When March 27 arrives, all New York doctors will be required to switch from paper to electronic prescriptions, making the Empire State the first in the nation to make the move and say goodbye to the physician-scribbling tradition of providing medication.
But with little less than 30 days remaining before the measure goes into effect – and with no additional extension of the deadline in the works – the big question is whether doctors and hospitals will be ready to ditch the desk pad and go digital.
“We’re all moving from living our lives on small pieces of paper to a digital world,” Paul Testa, chief medical information officer at NYU Langone, told the Wall Street Journal.
Part of the 2012 I-STOP Act (Internet System for Tracking Over-Prescribing), the switch provides “real-time” prescription monitoring for practitioners and pharmacists, as well as improved safeguards for the distribution of specific abuse-prone prescription drugs.
“New York has enacted the most comprehensive system in the nation to protect the public from the devastating consequences of prescription drug abuse,” says the state's Attorney General Eric Schneiderman.

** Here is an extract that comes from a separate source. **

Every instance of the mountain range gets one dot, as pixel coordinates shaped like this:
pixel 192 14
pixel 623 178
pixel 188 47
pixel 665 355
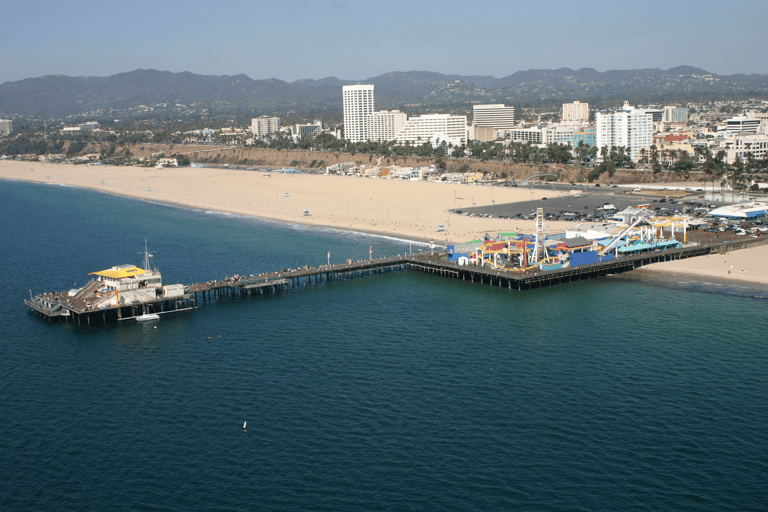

The I-STOP Act holds healthcare stakeholders responsible for developing public awareness measures regarding pain management and prescription drugs. It also requires that the Department of Health “establish a safe disposal program for unused medications.”
According to the CDC, nearly 15,000 people overdose and die from prescription painkillers each year. About 70 percent of abusers get their painkillers through friends or relatives who have the actual prescriptions.
This prescription mandate began as a voluntary reporting system to track and curb this prescription drug abuse, according to Assemblyman Michael Cusick, a New York City Democrat who sponsored the bill.
But Cusick and others soon realized such a lax system didn’t work. After seeing a quadruple homicide at a Long Island pharmacy in 2011, as well as an opioid epidemic on the city's borough of Staten Island, they soon realized that “the monitoring system was in place but doctors weren’t using it.”
Between 1999 and 2010, sales of opioid painkillers quadrupled nationally. In that last year so many opioids were being prescribed, that it terms of sheer volume, it was the equivalent of every American adult medicating him- or herself with 5 mg of hydrocodone six times a day for a month.
In response, in 2012 legislators created the I-STOP Act, forcing doctors to use a mandatory system. But, according to Surescript data, only about 12 percent of New York healthcare providers had prepared for e-prescribing by the original March 27, 2015 deadline. Thus, legislators delayed the deadline until the 27th of this month.
But even with the added year, some hospitals – including Montefiore Health System, Northwell Health, NYU Langone Medical Center and Mount Sinai Health System – still need time to comply. They're citing technological snags and added costs of adding the service.
“We see patients who have been referred, because they said, ‘My doctor said they’re not going to write these medicines any more because they can’t e-prescribe,'” Robert Iadevaio, doctor at the Pain Management Center of Long Island, told the Journal.
Also, doctors have pointed out that the new system requires patients to choose a pharmacy when they’re prescribed the drug. This means that if the patient's initial choice doesn’t have the drug, the doctor must fill out another prescription for another pharmacy. The process also prevents patients from shopping around for the lowest prices.